So, TL;DR: Doesn't seem like these records are in the files we use to create the database, so unless PubMed starts including them they won't make it into PMDB.

I see, probably worth contacting the help desk to inquire how we can download bookshelf records in bulk. I'm away for a week, but can get in touch with them when I'm back unless you do first.

@dhimmel So earlier this week I decided to do another look through the code and found we only parse out PubmedArticle tags and not PubmedBookArticle tags.

I then went ahead and made some modifications to the code and started checking the XML files to see if any PubmedBookArticle tags were contained within the XML files, and could not find any, so I emailed the NLM Help Desk and this is the response I got:

"Thank you for writing to the help desk. Book citations are not included in the FTP files. They can be retrieved from the web interface or with the PubMed E-Utilities API. "

I followed up by asking if they can be retrieved in bulk, but have yet to receive an answer.

Thanks @JSchoenbachler for looking into this!

Even if there is no bulk download, I wonder whether there is a way to get a list of all pubmed ids for NCBI bookshelf records? Looking forward to what you hear from the helpdesk.

Hi @dhimmel given the data aren't in the xml, this isn't going to be a priority for us. You're welcome to investigate more and make a pull request.
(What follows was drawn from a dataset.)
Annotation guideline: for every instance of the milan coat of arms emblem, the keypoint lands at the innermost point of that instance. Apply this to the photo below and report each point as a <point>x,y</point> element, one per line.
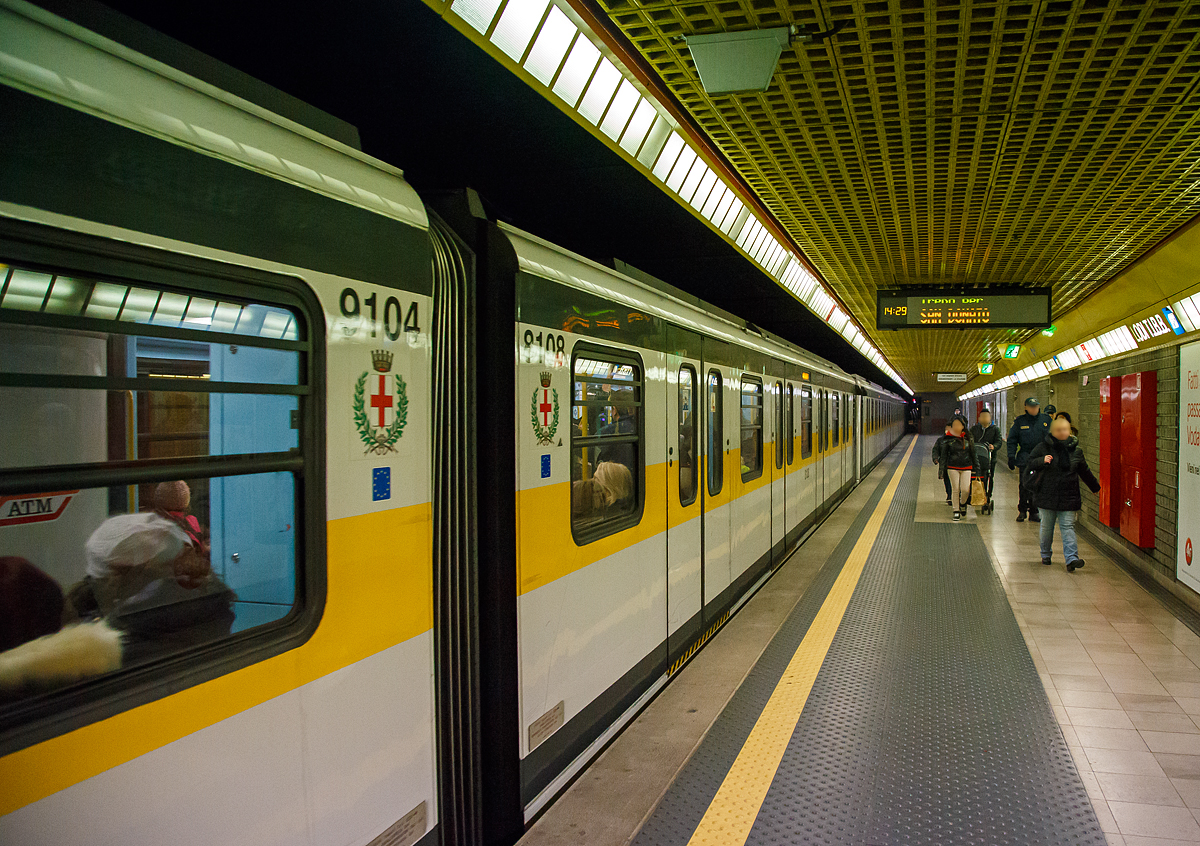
<point>544,411</point>
<point>379,436</point>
@dhimmel Apologies, I forgot to put the response from NLM here. Here it is:

"Dear Colleague,

E-utilities is generally useful with being able to search for unique identifiers of records matching a search term/topic, and then using those unique identifiers to fetch the records/articles that correspond to them. For example, users can, with e-utilities, search for all PMIDs corresponding to pubmed articles containing a search term of interest using esearch. Subsequently, efetch is used to obtain the articles corresponding to each PMID.

The API searches for results when provided with the database of interest to search, so it should work for bookshelf as well. There's an extensive resource of documentation explaining use of E-utilities.

This link specifically has a section regarding how to download large batches of data: https://www.ncbi.nlm.nih.gov/books/NBK25498/#chapter3.Application_3_Retrieving_large
The overall documentation (introduction, examples, etc) can be found here: https://www.ncbi.nlm.nih.gov/books/NBK25501/"

Thanks @JSchoenbachler for posting the helpdesk reply. It's still unclear to me whether there is a way to search for a list of all all pubmed ids corresponding to bookshelf records, which seems like is the critical missing piece here.

@jakejh I think GitHub has a new option for "Close as not planned" which is probably more appropriate here than "Close as completed".